Alfred Kosing hat das 1985 erstmals erschienene Wörterbuch überarbeitet, ergänzt und aktualisiert. Er will damit einen »Beitrag zur notwendigen Erneuerung der marxistischen Theorie leisten« und Interessierten Hilfe beim Studium der marxistischen Theorie und Philosophie bieten. Und nicht zuletzt möchte Alfred Kosing  »ein deutliches Zeichen gegenüber solchen ehemaligen ›Marxisten‹ setzen, die sich ohne eine gründliche kritische und selbstkritische Auseinandersetzung  umstandslos von ihren früheren Überzeugungen trennten, sofern sie solche überhaupt hatten«.

Alfred Kosing

 

Alfred Kosing studierte an der Martin-Luther-Universität Halle-Wittenberg und an der Humboldt-Universität zu Berlin Geschichte und Philosophie, promovierte und habilitierte, war Dozent und Lehrbeauftragter und wurde in den 1960er Jahren, in der Nachfolge Ernst Blochs, Direktor des Philosophischen Instituts der Leipziger Karl-Marx-Universität.
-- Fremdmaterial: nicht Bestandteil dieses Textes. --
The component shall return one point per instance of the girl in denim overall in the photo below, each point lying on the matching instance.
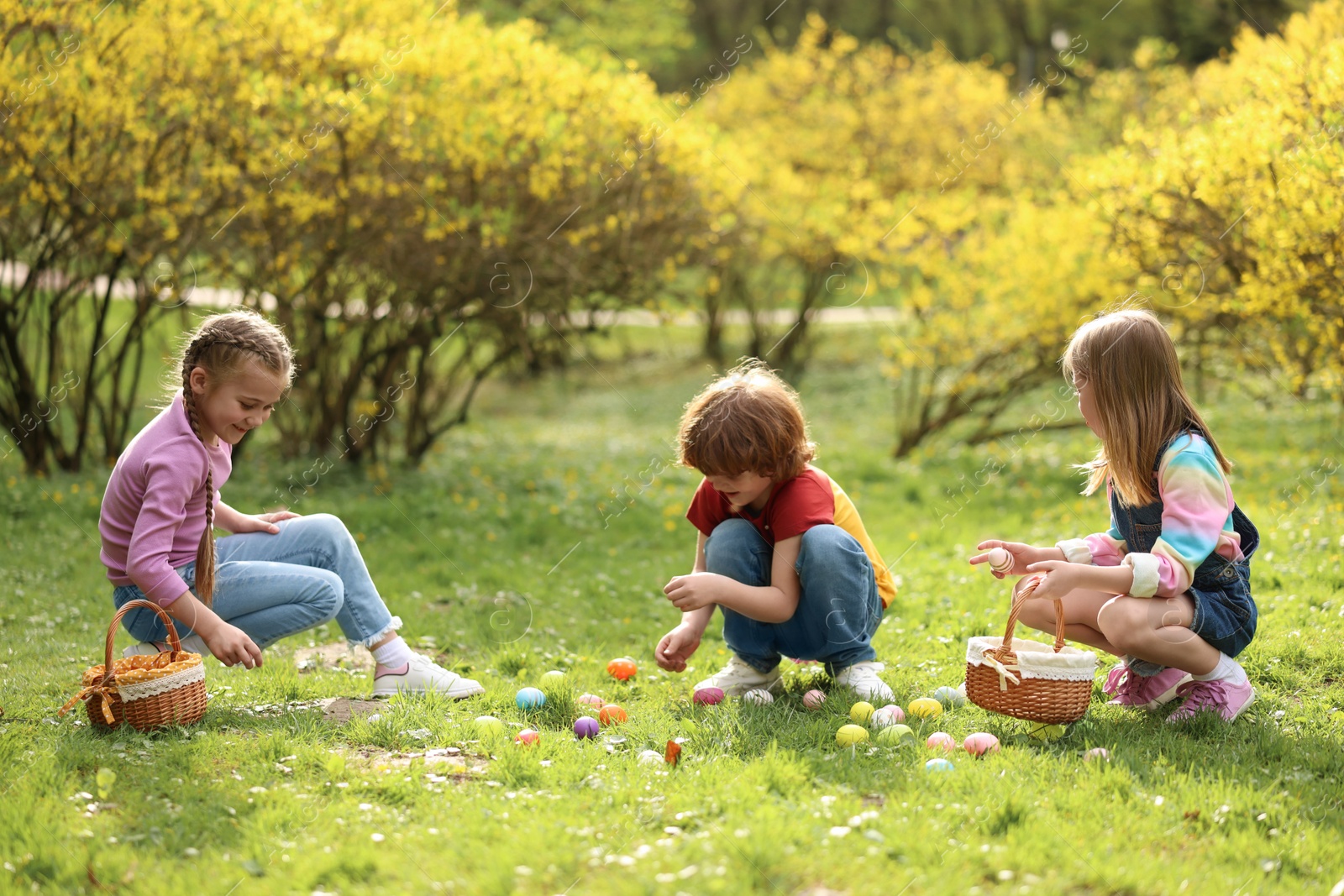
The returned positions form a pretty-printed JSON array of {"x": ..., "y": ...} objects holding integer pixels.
[{"x": 1167, "y": 586}]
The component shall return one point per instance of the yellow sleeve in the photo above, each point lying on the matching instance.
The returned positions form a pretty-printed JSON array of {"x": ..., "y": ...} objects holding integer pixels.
[{"x": 847, "y": 517}]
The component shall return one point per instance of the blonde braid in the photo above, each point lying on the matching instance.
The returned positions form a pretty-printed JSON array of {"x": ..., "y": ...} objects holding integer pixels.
[
  {"x": 206, "y": 550},
  {"x": 222, "y": 343}
]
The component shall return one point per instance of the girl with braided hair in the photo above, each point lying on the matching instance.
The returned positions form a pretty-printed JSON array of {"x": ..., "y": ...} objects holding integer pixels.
[{"x": 279, "y": 573}]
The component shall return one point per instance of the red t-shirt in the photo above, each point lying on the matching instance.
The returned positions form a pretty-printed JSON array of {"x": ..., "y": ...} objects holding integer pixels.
[{"x": 793, "y": 506}]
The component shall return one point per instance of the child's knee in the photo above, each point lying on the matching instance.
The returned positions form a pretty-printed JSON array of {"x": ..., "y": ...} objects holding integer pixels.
[
  {"x": 329, "y": 527},
  {"x": 1038, "y": 614},
  {"x": 729, "y": 539},
  {"x": 830, "y": 546},
  {"x": 327, "y": 595},
  {"x": 1126, "y": 622}
]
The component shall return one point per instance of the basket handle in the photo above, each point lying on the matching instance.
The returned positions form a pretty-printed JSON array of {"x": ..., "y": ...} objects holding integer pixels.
[
  {"x": 1019, "y": 600},
  {"x": 108, "y": 672}
]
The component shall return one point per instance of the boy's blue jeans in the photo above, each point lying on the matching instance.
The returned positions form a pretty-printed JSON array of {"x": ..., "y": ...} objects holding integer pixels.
[
  {"x": 839, "y": 606},
  {"x": 272, "y": 586}
]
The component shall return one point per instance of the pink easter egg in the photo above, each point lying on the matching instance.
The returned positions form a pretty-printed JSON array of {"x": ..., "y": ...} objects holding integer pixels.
[
  {"x": 980, "y": 743},
  {"x": 709, "y": 696},
  {"x": 941, "y": 741}
]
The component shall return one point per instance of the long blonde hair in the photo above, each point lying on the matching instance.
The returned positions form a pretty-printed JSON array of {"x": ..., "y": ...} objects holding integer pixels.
[
  {"x": 1131, "y": 363},
  {"x": 221, "y": 347}
]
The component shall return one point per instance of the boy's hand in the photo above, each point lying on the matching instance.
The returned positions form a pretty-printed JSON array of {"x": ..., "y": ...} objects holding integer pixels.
[
  {"x": 1023, "y": 555},
  {"x": 694, "y": 591},
  {"x": 232, "y": 645},
  {"x": 676, "y": 647}
]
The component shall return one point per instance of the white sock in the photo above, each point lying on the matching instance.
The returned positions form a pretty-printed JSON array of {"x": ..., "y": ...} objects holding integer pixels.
[
  {"x": 1227, "y": 669},
  {"x": 394, "y": 653}
]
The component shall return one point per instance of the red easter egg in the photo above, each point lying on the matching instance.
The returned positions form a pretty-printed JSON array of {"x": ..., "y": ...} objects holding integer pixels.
[
  {"x": 612, "y": 715},
  {"x": 622, "y": 669}
]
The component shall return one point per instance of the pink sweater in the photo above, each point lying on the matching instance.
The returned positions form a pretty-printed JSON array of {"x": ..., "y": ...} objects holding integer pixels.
[{"x": 155, "y": 506}]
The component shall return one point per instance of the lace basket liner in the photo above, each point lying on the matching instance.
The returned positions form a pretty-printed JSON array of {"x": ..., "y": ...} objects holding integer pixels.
[
  {"x": 144, "y": 692},
  {"x": 1027, "y": 679}
]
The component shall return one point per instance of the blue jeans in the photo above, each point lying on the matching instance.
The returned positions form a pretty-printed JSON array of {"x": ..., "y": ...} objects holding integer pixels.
[
  {"x": 272, "y": 586},
  {"x": 839, "y": 606}
]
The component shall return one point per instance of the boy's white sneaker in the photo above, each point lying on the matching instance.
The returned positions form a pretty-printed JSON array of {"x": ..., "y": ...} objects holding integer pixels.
[
  {"x": 423, "y": 674},
  {"x": 864, "y": 679},
  {"x": 192, "y": 644},
  {"x": 738, "y": 678}
]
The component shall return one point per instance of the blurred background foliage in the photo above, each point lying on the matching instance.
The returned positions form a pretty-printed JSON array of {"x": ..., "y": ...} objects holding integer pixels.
[{"x": 430, "y": 196}]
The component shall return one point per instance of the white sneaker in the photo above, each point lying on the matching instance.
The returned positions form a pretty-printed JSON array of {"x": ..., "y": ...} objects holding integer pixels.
[
  {"x": 738, "y": 678},
  {"x": 864, "y": 679},
  {"x": 421, "y": 676},
  {"x": 192, "y": 644}
]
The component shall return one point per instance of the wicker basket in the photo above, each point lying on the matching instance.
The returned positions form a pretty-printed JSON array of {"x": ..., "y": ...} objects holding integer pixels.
[
  {"x": 1027, "y": 679},
  {"x": 145, "y": 692}
]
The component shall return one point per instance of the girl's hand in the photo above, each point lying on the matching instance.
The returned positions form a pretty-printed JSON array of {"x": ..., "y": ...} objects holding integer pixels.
[
  {"x": 1061, "y": 578},
  {"x": 1021, "y": 555},
  {"x": 232, "y": 645},
  {"x": 676, "y": 647},
  {"x": 694, "y": 591},
  {"x": 262, "y": 521}
]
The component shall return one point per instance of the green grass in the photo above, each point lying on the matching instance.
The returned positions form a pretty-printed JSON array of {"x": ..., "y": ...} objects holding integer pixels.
[{"x": 497, "y": 555}]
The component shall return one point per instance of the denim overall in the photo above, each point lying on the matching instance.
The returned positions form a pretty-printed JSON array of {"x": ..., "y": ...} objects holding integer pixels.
[{"x": 1225, "y": 613}]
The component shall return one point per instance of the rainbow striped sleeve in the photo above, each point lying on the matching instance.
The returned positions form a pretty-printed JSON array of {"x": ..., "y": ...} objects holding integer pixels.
[{"x": 1196, "y": 520}]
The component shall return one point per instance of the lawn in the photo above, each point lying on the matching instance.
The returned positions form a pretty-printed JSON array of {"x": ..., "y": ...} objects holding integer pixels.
[{"x": 508, "y": 557}]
Alfred Kosing gehörte der Akademie der Wissenschaften an, war geachteter Vizepräsident  der Vereinigung nationaler philosophischer Gesellschaften (FISP) mit Sitz in der Schweiz, Mitglied der Weltakademie der Philosophen in Paris (IIP) und – Nationalpreisträger der DDR. Ende der 1960 Jahre wechselte er an die Akademie für Gesellschaftswissenschaften, wo er bis 1990 als Professor für Dialektischen und Historischen Materialismus tätig war. Seit 1990 ist er im Ruhestand, lebt in der Türkei und ist publizistisch tätig.